In Part 1, we exposed the Data Silo Trap—the reason you can't see churn coming is that your data is locked in separate rooms. In Part 2, we fixed that by building a Simple ML (Logistic Regression) model to predict churn based on hard numbers like login frequency and ticket volume.
If you followed those steps, you now have a "Churn Risk Score" for every customer. That puts you ahead of 90% of your competitors. But there is still a flaw in your model.
Imagine two customers:
- Customer A filed 5 support tickets last week.
- Customer B filed 5 support tickets last week.
To the Logistic Regression model, these customers look identical. They both have a value of 5 in the "Tickets" column. But if a human read those tickets:
- Customer A is asking: "How do I upgrade to the Enterprise plan?" (Growth Opportunity)
- Customer B is screaming: "This bug deleted my data again!" (Churn Risk)
The number was the same. The intent was opposite. To solve this, we need Generative AI (LLMs).
1. The "Unstructured" Goldmine
For years, companies ignored "qualitative" data because it was impossible to measure at scale. But this unstructured data is where the real churn signals live:
- Support Tickets: The frustration behind the bug report.
- Emails: The mention of a competitor during a sales call.
- CRM Notes: The CSM writing "Champion is leaving the company."
- NPS Comments: The text next to the score.
2. Moving From "Sentiment" to "Intent"
GenAI allows us to classify Intent, not just sentiment.
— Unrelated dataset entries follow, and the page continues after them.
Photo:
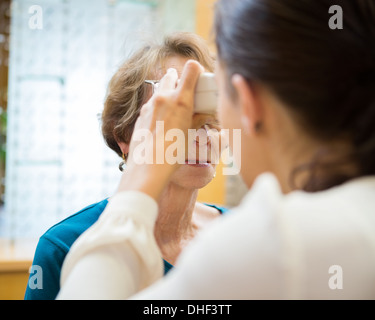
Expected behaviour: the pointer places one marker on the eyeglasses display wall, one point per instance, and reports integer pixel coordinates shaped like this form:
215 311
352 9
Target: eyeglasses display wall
62 55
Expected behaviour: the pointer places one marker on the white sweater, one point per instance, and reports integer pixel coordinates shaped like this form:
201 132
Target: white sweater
273 246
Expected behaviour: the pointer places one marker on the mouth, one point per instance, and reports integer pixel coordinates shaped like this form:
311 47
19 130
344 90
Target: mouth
197 164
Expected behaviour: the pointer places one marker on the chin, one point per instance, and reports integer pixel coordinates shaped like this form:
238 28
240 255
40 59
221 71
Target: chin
194 177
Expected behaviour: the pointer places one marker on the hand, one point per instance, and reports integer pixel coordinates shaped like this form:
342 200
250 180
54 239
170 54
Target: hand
173 104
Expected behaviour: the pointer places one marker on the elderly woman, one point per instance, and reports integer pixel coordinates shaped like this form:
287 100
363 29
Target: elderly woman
181 217
303 96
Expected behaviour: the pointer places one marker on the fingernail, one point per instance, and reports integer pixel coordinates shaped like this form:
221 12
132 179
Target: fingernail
171 70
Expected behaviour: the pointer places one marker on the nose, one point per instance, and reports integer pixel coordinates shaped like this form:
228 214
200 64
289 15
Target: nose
203 137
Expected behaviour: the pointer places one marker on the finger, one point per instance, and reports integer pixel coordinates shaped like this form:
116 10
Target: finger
169 81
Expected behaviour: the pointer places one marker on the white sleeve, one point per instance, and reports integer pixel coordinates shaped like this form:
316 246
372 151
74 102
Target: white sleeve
118 255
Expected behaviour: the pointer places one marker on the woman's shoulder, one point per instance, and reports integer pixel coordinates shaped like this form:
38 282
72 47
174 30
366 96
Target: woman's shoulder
65 232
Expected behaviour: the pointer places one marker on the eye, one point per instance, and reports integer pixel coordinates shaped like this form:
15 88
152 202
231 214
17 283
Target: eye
213 124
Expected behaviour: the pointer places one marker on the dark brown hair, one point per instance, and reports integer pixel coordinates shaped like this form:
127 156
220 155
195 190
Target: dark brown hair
326 77
127 91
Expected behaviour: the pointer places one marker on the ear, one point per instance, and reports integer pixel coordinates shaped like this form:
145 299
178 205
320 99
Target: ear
123 146
250 107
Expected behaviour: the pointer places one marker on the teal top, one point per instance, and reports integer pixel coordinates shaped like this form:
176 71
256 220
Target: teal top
55 244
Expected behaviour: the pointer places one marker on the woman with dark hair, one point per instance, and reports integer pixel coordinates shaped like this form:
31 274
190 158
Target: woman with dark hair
303 96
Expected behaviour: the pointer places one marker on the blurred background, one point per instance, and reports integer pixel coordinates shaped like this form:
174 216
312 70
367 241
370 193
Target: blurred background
56 58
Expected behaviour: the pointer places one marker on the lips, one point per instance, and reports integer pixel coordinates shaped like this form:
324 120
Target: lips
196 163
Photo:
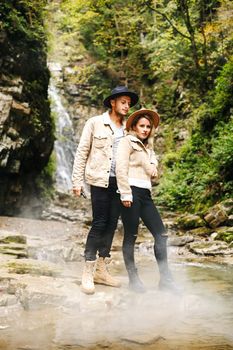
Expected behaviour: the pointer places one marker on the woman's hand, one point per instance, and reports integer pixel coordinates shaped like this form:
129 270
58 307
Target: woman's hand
154 172
127 204
77 191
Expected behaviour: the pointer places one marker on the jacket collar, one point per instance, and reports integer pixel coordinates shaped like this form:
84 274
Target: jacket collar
133 138
107 120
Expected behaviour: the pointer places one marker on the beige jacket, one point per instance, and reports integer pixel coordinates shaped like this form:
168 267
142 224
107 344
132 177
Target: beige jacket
134 165
93 157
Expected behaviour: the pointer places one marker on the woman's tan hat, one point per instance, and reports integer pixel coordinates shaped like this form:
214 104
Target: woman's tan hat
148 112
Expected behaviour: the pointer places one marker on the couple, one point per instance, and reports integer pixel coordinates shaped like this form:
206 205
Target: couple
117 161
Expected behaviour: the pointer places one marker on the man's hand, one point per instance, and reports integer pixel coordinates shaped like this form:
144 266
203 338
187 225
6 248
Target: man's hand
77 191
127 204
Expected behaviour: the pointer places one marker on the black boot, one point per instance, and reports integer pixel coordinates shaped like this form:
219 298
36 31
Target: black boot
166 280
135 283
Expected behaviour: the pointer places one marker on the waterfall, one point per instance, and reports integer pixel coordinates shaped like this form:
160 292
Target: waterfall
64 145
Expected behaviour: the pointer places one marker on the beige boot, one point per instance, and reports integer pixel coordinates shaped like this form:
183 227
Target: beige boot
102 276
87 285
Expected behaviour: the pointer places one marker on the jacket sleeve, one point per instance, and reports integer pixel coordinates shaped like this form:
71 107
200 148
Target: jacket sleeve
153 159
82 154
122 168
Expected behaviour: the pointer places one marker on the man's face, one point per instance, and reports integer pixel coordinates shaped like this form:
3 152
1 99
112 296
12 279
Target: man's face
121 105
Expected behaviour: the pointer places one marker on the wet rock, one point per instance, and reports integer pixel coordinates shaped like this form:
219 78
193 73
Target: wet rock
33 267
216 216
200 231
18 250
143 339
10 237
179 241
210 248
229 220
21 108
224 234
5 106
189 221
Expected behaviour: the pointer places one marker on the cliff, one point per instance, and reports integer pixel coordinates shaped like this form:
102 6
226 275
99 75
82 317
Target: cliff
26 127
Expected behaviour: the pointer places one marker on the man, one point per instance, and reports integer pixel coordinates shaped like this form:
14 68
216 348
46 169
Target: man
95 164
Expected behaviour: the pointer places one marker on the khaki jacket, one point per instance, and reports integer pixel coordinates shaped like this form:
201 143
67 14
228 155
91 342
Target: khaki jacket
93 157
134 165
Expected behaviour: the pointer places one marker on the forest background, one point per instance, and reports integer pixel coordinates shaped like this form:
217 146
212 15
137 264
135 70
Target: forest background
177 55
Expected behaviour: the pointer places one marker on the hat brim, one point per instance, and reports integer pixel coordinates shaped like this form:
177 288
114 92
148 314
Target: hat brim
132 95
152 114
Instead of just scoring a ticket as "Angry," an LLM can tag it with specific churn drivers:
- Pricing_Objection: "It's too expensive compared to Competitor X"
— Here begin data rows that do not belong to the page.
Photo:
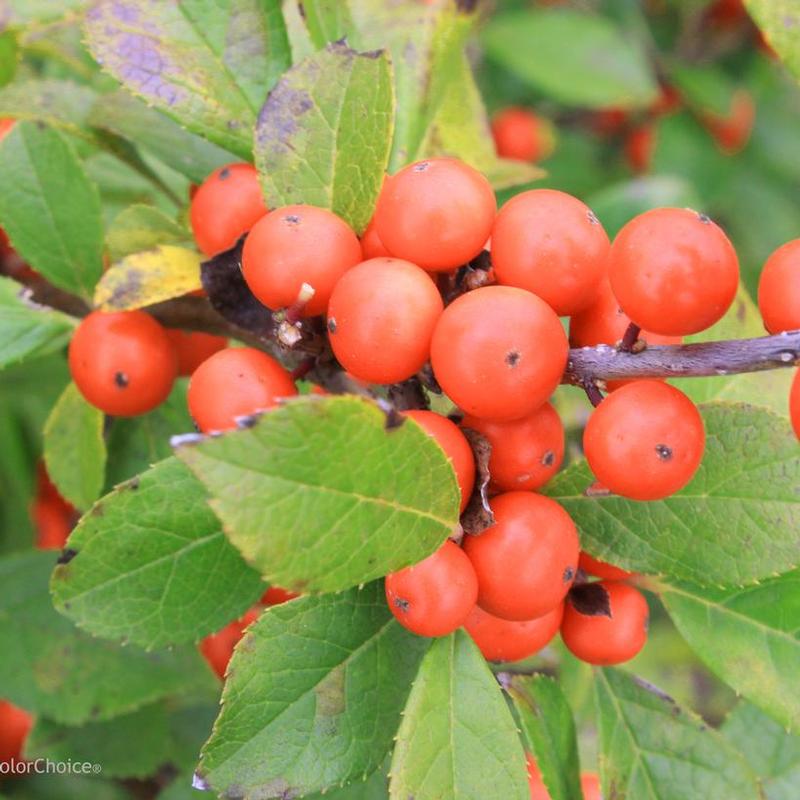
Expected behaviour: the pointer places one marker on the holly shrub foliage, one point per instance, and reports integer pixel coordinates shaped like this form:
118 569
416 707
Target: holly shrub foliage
122 105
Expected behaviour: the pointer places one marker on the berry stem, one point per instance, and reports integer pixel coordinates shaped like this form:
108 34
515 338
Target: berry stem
630 338
684 361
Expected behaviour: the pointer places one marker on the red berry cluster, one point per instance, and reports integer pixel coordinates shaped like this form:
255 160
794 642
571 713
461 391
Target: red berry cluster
497 351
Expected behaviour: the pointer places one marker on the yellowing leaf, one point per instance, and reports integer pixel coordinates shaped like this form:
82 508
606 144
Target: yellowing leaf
149 277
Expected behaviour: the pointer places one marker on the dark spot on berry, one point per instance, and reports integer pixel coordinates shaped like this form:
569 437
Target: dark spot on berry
402 604
664 452
66 556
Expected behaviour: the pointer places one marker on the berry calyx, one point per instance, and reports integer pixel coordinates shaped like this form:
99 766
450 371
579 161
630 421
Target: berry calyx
123 363
381 318
225 206
527 560
193 348
521 134
436 213
371 244
217 648
455 445
499 352
508 640
601 569
673 271
435 596
779 289
645 441
526 452
234 383
15 725
296 246
605 623
551 244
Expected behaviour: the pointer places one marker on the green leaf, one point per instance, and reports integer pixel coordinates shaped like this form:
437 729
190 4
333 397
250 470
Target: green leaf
124 115
457 738
61 104
129 746
74 448
28 330
324 134
549 728
207 65
323 494
651 749
737 521
327 21
750 637
136 443
773 754
312 697
575 58
153 566
141 227
52 669
779 20
144 279
769 389
50 209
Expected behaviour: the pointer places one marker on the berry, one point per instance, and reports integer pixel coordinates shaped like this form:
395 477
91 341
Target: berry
298 245
640 144
274 596
506 640
551 244
455 446
6 124
435 596
381 319
603 638
436 213
673 271
590 783
526 452
600 569
522 135
217 648
15 724
192 349
499 352
123 362
371 244
225 206
527 560
51 514
779 289
645 441
233 383
604 322
731 131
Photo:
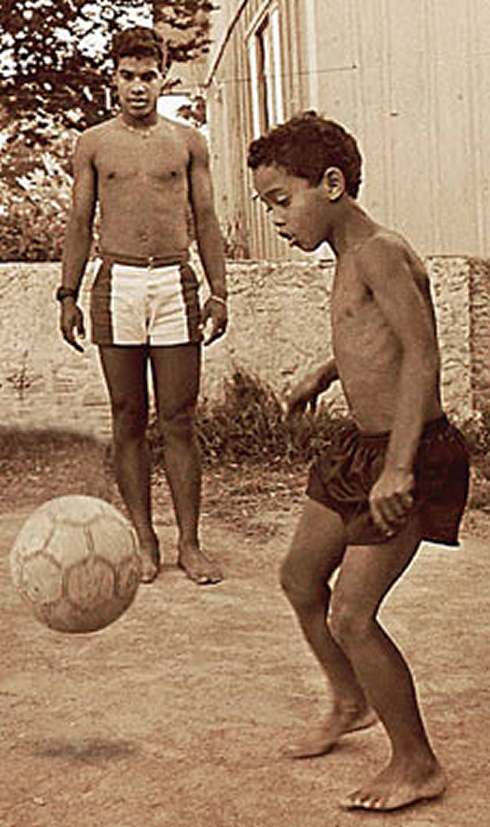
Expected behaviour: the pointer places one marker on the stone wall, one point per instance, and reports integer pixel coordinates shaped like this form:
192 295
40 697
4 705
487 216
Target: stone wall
279 329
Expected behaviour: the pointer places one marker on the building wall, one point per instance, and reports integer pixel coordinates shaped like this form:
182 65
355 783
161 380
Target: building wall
279 329
410 80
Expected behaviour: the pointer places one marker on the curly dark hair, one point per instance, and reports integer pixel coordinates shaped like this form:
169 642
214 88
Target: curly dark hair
306 146
139 41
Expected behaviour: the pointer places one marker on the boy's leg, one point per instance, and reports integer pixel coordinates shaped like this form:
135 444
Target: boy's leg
176 375
366 575
317 550
125 372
- Feature_Gap: "I can't believe you don't have Dark Mode yet"
- Bug_Fatigue: "This is the third time this broke"
- Champion_Loss: "My boss left, I don't know who approves this invoice"
3. How to Do It: The "Hybrid" Workflow
Step 1: The Filter (The Math) - Run your Logistic Regression model to identify the top 50 risky customers.
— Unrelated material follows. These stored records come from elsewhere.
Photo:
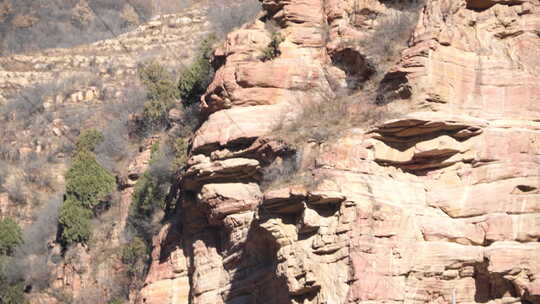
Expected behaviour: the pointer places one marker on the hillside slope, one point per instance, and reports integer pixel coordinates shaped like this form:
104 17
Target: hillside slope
435 200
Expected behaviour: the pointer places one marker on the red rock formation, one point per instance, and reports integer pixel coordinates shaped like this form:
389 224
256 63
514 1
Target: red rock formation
443 200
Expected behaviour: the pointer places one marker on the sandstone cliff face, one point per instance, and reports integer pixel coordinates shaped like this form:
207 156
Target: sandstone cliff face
441 203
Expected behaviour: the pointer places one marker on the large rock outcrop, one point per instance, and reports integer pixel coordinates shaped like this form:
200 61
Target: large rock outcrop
441 203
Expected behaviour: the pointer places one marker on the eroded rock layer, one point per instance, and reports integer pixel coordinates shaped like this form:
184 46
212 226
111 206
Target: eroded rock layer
439 204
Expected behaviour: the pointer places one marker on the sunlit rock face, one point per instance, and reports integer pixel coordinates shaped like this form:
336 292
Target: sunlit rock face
439 204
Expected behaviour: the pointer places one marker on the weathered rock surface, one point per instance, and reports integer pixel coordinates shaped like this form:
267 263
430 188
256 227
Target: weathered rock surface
441 203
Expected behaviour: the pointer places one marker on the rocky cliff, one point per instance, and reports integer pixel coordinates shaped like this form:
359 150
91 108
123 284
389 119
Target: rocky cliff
439 204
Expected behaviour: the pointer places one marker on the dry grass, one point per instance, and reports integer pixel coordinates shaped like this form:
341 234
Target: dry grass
225 15
326 120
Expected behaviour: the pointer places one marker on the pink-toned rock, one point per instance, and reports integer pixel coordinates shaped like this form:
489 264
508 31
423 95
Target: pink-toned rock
225 199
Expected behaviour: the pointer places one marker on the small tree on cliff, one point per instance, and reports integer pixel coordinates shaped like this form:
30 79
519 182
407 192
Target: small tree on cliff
87 185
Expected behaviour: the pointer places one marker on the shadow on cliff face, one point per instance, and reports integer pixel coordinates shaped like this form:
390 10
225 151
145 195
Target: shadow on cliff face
255 280
491 286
Step 2: The Investigator (The GenAI) - Ask Elvity to read the context for those customers.
Step 3: The Adjustment - The AI refines the view with context.
4. Real-World Example: Catching the "Polite" Churn
A customer is logging in regularly. They have 0 support tickets. Their bill is paid. Logistic Regression says: Low Risk.
But they sent one email: "Could you send me a copy of our contract? Just need to check the cancellation terms."
An LLM sees the keywords "contract," "cancellation terms," and "audit." This account lights up red immediately.
5. Automation: The "Churn Guard"
The ultimate goal is to build a Churn Guard where usage data runs daily, text data runs continuously, and alerts are routed intelligently to the right team.
Conclusion: The Trilogy of Retention
Churn isn't a mystery. It's a puzzle. You have the pieces (your data), the logic (Simple ML), and the eyes (GenAI). The companies that win will be the ones that use AI to understand customers like humans.